Avram Piltch is the editor in chief of Tom’s Hardware, and he’s written a thoroughly researched article breaking down the promises and failures of LLM AIs.
Machines don’t Lear like humans yet.
Our brains are a giant electrical/chemical system that somehow creates consciousness. We might be able to create that in a computer. And the day it happens, then what will be the difference between a human and a true AI?
If you read the article, there’s “experts” saying that human comprehension is fundamentally computationally intractable, which is basically a religious standpoint. Like, ChatGPT isn’t intellegent yet, partly because it doesn’t really have long term memory, but yeah, there’s overwhelming evidence the brain is a machine like any other.
fundamentally computationally intractable
…using current AI architecture, and the insight isn’t new it’s maths. This is currently the best idea we have about the subject. Trigger warning: Cybernetics, and lots of it.

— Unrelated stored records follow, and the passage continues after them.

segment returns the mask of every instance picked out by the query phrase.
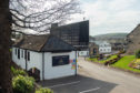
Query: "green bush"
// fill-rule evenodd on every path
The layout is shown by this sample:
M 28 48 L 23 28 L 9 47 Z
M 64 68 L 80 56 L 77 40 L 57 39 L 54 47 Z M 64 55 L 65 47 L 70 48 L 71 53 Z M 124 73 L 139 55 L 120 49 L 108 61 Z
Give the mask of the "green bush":
M 32 93 L 34 79 L 30 76 L 17 75 L 12 79 L 13 93 Z
M 140 50 L 136 52 L 136 58 L 140 59 Z
M 40 87 L 39 90 L 36 91 L 36 93 L 53 93 L 53 91 L 50 89 Z
M 23 70 L 16 70 L 13 66 L 11 66 L 11 71 L 12 71 L 12 74 L 14 76 L 17 76 L 17 75 L 27 75 L 26 71 L 23 71 Z

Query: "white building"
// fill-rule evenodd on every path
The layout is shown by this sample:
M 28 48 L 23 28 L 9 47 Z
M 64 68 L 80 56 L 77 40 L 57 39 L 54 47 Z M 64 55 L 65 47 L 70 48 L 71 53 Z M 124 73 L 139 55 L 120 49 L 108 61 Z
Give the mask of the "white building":
M 111 53 L 111 44 L 107 41 L 94 41 L 99 45 L 99 53 Z
M 78 56 L 89 56 L 89 50 L 78 51 Z
M 12 61 L 29 71 L 40 71 L 40 80 L 77 74 L 77 51 L 53 35 L 24 35 L 12 48 Z

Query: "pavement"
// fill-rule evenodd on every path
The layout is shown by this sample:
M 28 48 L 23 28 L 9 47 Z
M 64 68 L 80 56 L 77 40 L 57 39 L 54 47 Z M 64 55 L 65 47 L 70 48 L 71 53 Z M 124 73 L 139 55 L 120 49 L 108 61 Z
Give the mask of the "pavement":
M 79 58 L 76 76 L 42 81 L 54 93 L 140 93 L 140 76 Z

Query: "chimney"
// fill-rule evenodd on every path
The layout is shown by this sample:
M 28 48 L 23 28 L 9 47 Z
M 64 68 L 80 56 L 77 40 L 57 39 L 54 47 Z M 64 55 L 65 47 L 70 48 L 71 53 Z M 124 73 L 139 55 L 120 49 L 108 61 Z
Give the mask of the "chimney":
M 58 27 L 58 23 L 52 23 L 51 24 L 51 29 L 54 29 L 54 28 L 57 28 Z

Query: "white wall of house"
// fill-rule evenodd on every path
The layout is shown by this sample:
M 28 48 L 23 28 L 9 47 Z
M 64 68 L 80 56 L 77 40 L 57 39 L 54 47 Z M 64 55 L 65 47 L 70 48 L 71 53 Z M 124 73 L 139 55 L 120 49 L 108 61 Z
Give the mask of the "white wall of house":
M 108 42 L 100 43 L 99 53 L 111 53 L 111 44 Z
M 89 51 L 78 51 L 78 55 L 79 56 L 88 56 L 89 55 Z
M 26 69 L 26 60 L 24 60 L 24 50 L 22 58 L 22 49 L 20 49 L 20 59 L 18 59 L 18 52 L 16 54 L 16 49 L 12 48 L 12 61 L 20 65 L 22 69 Z M 29 50 L 28 50 L 29 51 Z M 32 68 L 37 68 L 40 70 L 40 79 L 42 80 L 42 53 L 29 51 L 30 52 L 30 61 L 28 63 L 28 70 Z M 72 52 L 63 52 L 63 53 L 52 53 L 44 52 L 44 80 L 57 79 L 62 76 L 74 75 L 76 70 L 72 69 L 72 63 L 66 65 L 52 66 L 52 56 L 58 55 L 69 55 L 69 60 L 76 60 L 76 51 Z
M 52 56 L 58 55 L 69 55 L 69 60 L 76 60 L 76 52 L 64 52 L 64 53 L 44 53 L 44 80 L 57 79 L 62 76 L 74 75 L 76 70 L 72 70 L 72 63 L 66 65 L 52 66 Z
M 24 50 L 20 49 L 20 59 L 18 59 L 18 52 L 16 54 L 16 49 L 18 48 L 12 48 L 12 61 L 26 70 Z M 22 50 L 23 50 L 23 58 L 22 58 Z M 38 70 L 40 70 L 40 79 L 42 79 L 42 53 L 33 52 L 30 50 L 27 51 L 30 52 L 30 61 L 27 60 L 27 69 L 30 70 L 32 68 L 37 68 Z

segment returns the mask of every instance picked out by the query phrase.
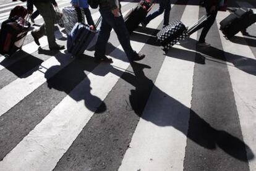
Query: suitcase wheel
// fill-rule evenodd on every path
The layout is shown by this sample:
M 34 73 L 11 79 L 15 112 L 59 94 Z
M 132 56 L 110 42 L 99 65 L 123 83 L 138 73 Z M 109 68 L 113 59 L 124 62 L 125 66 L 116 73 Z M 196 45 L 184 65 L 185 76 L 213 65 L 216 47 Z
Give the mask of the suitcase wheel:
M 5 55 L 4 55 L 4 56 L 5 57 L 10 57 L 10 56 L 9 54 L 5 54 Z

Meanwhile yes of course brains are machines like any other claiming otherwise is claiming you can compute incomputable functions which a physical and logical impossibility. And it’s fucking annoying to talk about this topic with people who don’t understand computability. Usually turns into a shouting match of “you’re claiming the existence of something like a soul, some metaphysical origin of the human mind” vs. “no I’m not” vs. “yes you are but you don’t understand why”.
…using current AI architecture, and the insight isn’t new it’s maths.

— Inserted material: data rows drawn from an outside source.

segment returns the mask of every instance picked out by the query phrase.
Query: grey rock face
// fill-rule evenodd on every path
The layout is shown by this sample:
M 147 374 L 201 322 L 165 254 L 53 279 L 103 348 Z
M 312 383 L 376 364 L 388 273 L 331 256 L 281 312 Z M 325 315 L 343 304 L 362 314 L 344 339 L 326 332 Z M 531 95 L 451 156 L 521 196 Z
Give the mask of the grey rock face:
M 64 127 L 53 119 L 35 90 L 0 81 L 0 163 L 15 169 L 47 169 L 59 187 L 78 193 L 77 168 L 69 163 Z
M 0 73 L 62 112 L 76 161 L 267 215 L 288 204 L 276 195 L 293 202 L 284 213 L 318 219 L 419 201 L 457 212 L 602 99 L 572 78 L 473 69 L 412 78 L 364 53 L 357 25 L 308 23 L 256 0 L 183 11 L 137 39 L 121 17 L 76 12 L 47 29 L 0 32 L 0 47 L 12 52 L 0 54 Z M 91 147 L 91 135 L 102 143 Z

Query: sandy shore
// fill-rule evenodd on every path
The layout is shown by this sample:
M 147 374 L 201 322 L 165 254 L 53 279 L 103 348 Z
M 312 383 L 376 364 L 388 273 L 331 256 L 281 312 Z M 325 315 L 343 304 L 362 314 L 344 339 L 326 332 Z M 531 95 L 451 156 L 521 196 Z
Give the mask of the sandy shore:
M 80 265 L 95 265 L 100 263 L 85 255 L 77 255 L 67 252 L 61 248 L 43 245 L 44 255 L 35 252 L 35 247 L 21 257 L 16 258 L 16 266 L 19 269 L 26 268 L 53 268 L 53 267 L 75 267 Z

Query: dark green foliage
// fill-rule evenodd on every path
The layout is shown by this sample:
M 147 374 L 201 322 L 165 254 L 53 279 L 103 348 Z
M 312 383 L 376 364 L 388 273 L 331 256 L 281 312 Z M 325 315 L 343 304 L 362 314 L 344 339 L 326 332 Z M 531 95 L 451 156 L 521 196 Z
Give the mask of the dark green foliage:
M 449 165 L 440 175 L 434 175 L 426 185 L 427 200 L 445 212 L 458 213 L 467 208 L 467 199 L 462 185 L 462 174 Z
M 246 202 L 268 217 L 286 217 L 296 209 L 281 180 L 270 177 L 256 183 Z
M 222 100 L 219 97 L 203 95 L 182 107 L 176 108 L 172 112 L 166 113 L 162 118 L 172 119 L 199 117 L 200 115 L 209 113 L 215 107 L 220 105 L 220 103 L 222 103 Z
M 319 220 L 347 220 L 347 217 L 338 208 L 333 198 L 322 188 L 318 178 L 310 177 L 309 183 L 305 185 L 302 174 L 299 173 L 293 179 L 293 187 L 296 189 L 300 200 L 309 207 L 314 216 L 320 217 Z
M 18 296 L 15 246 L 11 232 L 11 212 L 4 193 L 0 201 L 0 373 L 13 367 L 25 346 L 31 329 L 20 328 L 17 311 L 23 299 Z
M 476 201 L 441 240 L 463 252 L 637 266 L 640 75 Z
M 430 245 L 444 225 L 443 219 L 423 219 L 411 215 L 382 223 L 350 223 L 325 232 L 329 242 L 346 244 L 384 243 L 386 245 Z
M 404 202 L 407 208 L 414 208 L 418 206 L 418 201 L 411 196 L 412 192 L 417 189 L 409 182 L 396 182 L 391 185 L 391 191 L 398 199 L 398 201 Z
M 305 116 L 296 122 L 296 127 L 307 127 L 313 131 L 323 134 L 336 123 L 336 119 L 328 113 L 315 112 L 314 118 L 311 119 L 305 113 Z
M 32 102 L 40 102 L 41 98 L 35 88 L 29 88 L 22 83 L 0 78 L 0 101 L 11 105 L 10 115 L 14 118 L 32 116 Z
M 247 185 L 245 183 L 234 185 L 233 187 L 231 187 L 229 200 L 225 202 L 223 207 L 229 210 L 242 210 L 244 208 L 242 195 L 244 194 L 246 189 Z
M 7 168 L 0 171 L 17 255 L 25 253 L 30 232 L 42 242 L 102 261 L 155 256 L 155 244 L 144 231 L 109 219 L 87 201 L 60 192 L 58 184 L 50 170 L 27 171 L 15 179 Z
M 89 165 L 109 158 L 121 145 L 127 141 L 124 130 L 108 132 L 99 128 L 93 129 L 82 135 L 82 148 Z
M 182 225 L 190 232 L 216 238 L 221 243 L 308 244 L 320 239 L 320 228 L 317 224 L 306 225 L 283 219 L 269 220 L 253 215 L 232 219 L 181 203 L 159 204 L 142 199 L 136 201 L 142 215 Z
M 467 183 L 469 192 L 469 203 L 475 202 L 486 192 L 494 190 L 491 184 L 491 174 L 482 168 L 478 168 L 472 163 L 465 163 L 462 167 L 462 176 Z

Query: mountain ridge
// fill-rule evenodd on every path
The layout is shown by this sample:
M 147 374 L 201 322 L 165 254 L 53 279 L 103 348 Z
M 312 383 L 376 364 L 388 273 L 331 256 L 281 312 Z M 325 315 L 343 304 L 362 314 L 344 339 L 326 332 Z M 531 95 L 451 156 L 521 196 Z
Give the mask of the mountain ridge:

That is not what van Rooij et al. said, which is who was cited in here. They published their essay here, which I haven’t really read, but which appears to make an argument about any possible computer. They’re psychologists and I don’t see any LaTeX in there, so they must be missing something.
Unfortunately I can’t open your link, although it sounds interesting. A feedforward network can approximate any computable function if it gets to be arbitrarily large, but depending on how you want to feed an agent inputs from it’s environment and read it’s actions a single function might not be enough.